We are launching a private beta for the first 10,000 folks who sign up before we launch.  We reached over 1,000 signups in the first month alone after partnering with Hubspot we hope to see some HN users sign up.  Check us out - http:&#x2F;&#x2F;www.visuhire.com - help us fix a broken system.
======
duncan_bayne
One bit of additional feedback - if you're getting useful (or at least well-
intentioned) feedback on HN, some kind of thanks / acknowledgement would be
nice.

------
duncan_bayne
Some really quick feedback ...

\- Please take over the world and free us from LinkedIn! LinkedIn has value,
but is becoming increasingly noisy and 'social-network-like'.

\- The blue grid of photos behind your site title contains too few images; the
tiling is obvious and 'cheap looking' even at 1600 x 900.

\- "Follow us as we tackle cracking the code to our user growth and
experience." I simply couldn't (and don't) understand that sentence.

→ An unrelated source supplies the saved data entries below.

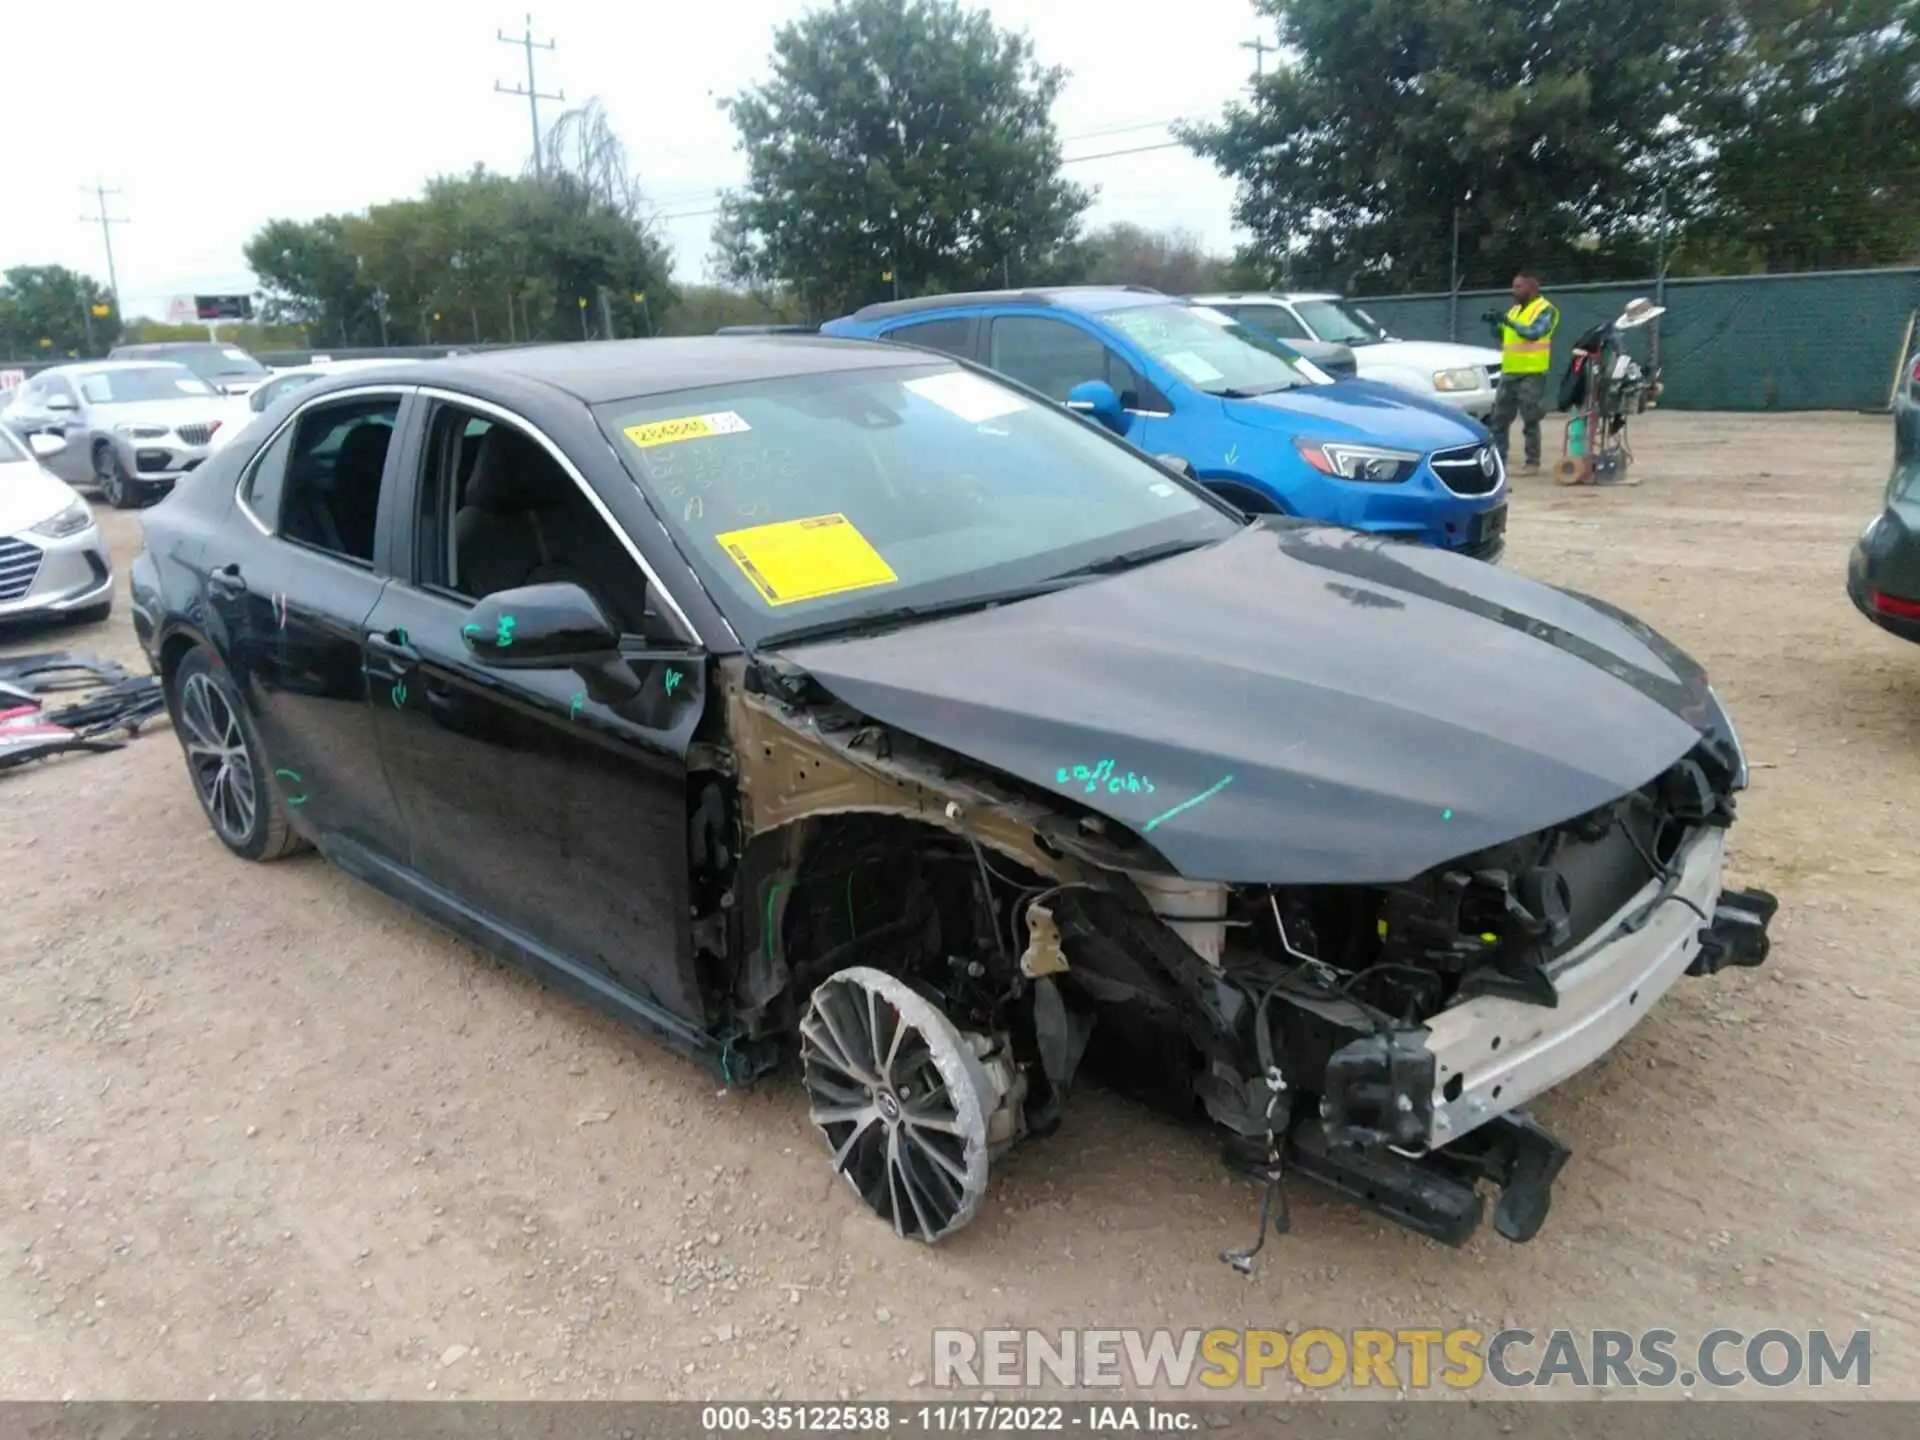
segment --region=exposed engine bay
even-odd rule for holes
[[[1528,1240],[1568,1151],[1524,1102],[1679,974],[1766,957],[1773,898],[1720,888],[1730,734],[1404,881],[1228,884],[803,672],[730,678],[692,847],[703,973],[737,1023],[723,1068],[750,1079],[797,1040],[836,1167],[903,1236],[971,1219],[988,1161],[1092,1078],[1217,1127],[1266,1187],[1263,1240],[1295,1173],[1456,1245],[1488,1181],[1496,1228]]]

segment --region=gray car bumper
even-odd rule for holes
[[[62,615],[113,594],[113,568],[98,525],[49,540],[0,536],[0,620]]]

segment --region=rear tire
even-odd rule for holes
[[[120,453],[104,441],[93,447],[93,483],[100,498],[116,510],[131,510],[140,503],[138,491],[120,464]]]
[[[243,860],[279,860],[306,848],[287,814],[304,794],[283,796],[239,689],[213,652],[194,649],[167,681],[167,708],[186,755],[187,777],[220,843]],[[299,777],[288,782],[298,792]]]
[[[98,625],[113,614],[113,601],[102,600],[98,605],[89,605],[84,610],[75,610],[73,618],[81,625]]]

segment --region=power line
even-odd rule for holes
[[[1075,140],[1099,140],[1111,135],[1129,135],[1140,130],[1165,130],[1169,126],[1187,123],[1200,118],[1202,117],[1193,116],[1193,115],[1175,115],[1170,120],[1118,121],[1110,125],[1098,125],[1091,130],[1076,130],[1070,135],[1062,135],[1060,139],[1063,144],[1071,144]],[[1082,158],[1094,159],[1098,157],[1086,156]],[[709,195],[714,195],[714,196],[725,195],[728,188],[729,187],[725,185],[676,185],[671,190],[659,191],[657,193],[650,195],[649,198],[656,205],[667,205],[667,206],[684,205],[690,200],[704,200]],[[712,212],[700,211],[698,213],[710,214]],[[674,219],[680,219],[683,217],[679,216],[678,214],[674,214],[674,215],[662,215],[656,218],[662,219],[662,220],[674,220]]]
[[[1267,73],[1267,56],[1280,53],[1278,45],[1269,45],[1264,38],[1242,40],[1240,48],[1253,51],[1253,78],[1256,80],[1263,78]]]
[[[1178,122],[1167,120],[1162,123],[1173,125]],[[1145,127],[1142,126],[1141,128],[1144,129]],[[1145,155],[1153,150],[1177,150],[1184,144],[1186,144],[1184,140],[1158,140],[1151,145],[1129,145],[1122,150],[1102,150],[1094,155],[1069,155],[1060,163],[1062,165],[1084,165],[1091,160],[1117,160],[1123,155]],[[716,191],[714,193],[719,194],[722,192]],[[698,220],[703,215],[718,215],[719,213],[720,207],[718,205],[711,205],[703,210],[679,210],[668,215],[656,215],[653,218],[661,221]]]
[[[527,97],[527,115],[533,121],[533,174],[535,179],[539,179],[545,173],[544,165],[540,158],[540,102],[542,100],[564,101],[567,98],[567,92],[561,90],[552,95],[541,93],[539,85],[533,78],[533,52],[536,50],[552,50],[554,48],[554,42],[551,40],[540,41],[533,38],[533,16],[531,15],[527,16],[526,32],[518,39],[507,34],[504,30],[496,31],[494,38],[502,45],[517,45],[527,52],[527,83],[525,86],[502,85],[496,80],[493,82],[493,88],[502,95],[524,95]]]
[[[107,247],[107,289],[113,292],[113,308],[118,310],[120,308],[120,276],[113,268],[113,227],[115,225],[125,225],[127,218],[124,215],[107,214],[107,196],[118,195],[120,192],[118,190],[109,190],[105,185],[95,180],[91,186],[82,185],[80,187],[80,193],[82,195],[93,196],[96,209],[91,215],[82,215],[80,217],[80,223],[82,225],[98,225],[100,227],[101,243]]]

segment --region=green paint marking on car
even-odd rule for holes
[[[1198,795],[1195,795],[1191,800],[1182,800],[1178,805],[1174,806],[1171,810],[1162,811],[1160,814],[1154,816],[1153,819],[1147,821],[1146,824],[1140,827],[1140,833],[1144,835],[1147,831],[1153,829],[1156,825],[1160,824],[1162,821],[1171,820],[1173,819],[1174,816],[1180,814],[1181,812],[1186,810],[1191,810],[1193,809],[1194,806],[1201,804],[1204,801],[1211,800],[1214,796],[1218,795],[1222,790],[1226,789],[1227,786],[1231,785],[1232,783],[1233,783],[1233,776],[1231,775],[1225,776],[1224,778],[1215,781],[1213,784],[1209,785],[1206,789],[1202,790]]]
[[[678,670],[669,666],[667,669],[667,694],[671,695],[680,682],[686,678],[687,677],[682,675]]]
[[[500,625],[494,632],[493,643],[498,645],[502,650],[513,644],[513,626],[513,616],[502,615],[500,617]]]
[[[572,720],[577,718],[580,714],[580,707],[586,703],[587,692],[584,690],[574,691],[573,699],[567,702],[567,719]]]

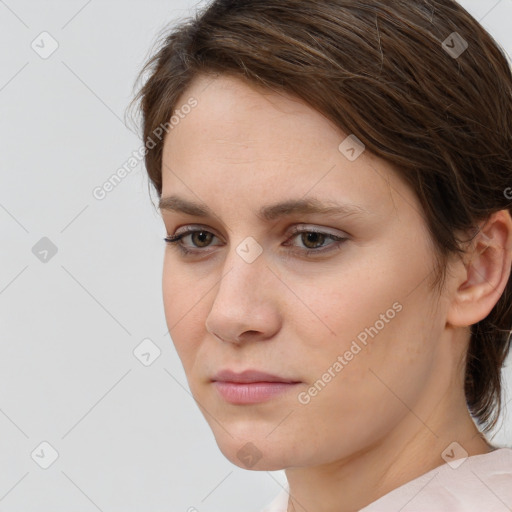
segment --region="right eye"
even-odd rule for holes
[[[182,240],[186,237],[191,237],[191,240],[193,241],[192,246],[183,244]],[[182,252],[182,254],[199,254],[204,252],[200,248],[208,247],[212,238],[215,238],[215,235],[210,231],[206,231],[205,229],[189,229],[183,233],[180,233],[179,235],[168,236],[164,238],[164,240],[170,246],[177,247]],[[195,247],[199,250],[191,250],[188,247]]]

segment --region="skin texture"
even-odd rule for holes
[[[286,469],[289,511],[341,512],[443,464],[453,441],[469,455],[490,451],[465,404],[461,360],[468,326],[489,313],[510,274],[510,215],[491,219],[472,259],[452,261],[439,296],[418,200],[384,160],[364,151],[350,161],[338,149],[348,134],[317,111],[234,77],[197,78],[178,106],[190,97],[197,106],[165,140],[162,197],[215,215],[162,217],[168,235],[190,226],[215,236],[181,241],[198,256],[166,248],[163,297],[191,392],[222,453],[242,468]],[[263,205],[311,197],[367,212],[256,216]],[[347,240],[308,243],[293,226]],[[252,263],[237,253],[247,237],[263,250]],[[319,255],[304,255],[315,246]],[[381,315],[383,328],[301,403],[299,393]],[[234,405],[210,382],[224,368],[300,384]],[[237,455],[249,442],[260,457],[250,468]]]

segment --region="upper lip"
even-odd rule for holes
[[[278,375],[272,375],[270,373],[261,372],[258,370],[245,370],[240,373],[236,373],[232,370],[221,370],[212,377],[212,381],[222,382],[299,382],[294,379],[287,379],[285,377],[279,377]]]

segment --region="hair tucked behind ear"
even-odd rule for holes
[[[134,99],[144,140],[154,139],[199,73],[231,73],[294,94],[355,134],[418,196],[437,249],[437,285],[447,257],[463,251],[456,233],[510,211],[510,65],[455,1],[218,0],[170,29],[139,78],[146,72]],[[145,157],[159,195],[162,147],[156,141]],[[488,317],[471,327],[465,393],[484,431],[500,412],[511,328],[509,280]]]

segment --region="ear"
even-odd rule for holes
[[[480,225],[462,261],[458,263],[455,292],[447,322],[465,327],[484,319],[500,299],[512,265],[512,218],[507,210]]]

\- The beta signup was great - enter an email address, done.

------
NewsReader42
Recruiters don't like to have their eyes baffled by complex resumes this is a
known fact, they like clear and concise information laid out in an informative
way. They care even less about irrelevant information on a resume because it's
a waste of time.

------
virens
It's not accessible to try out. How do I access/login to try after signup?
User will get invitation as soon as you launch?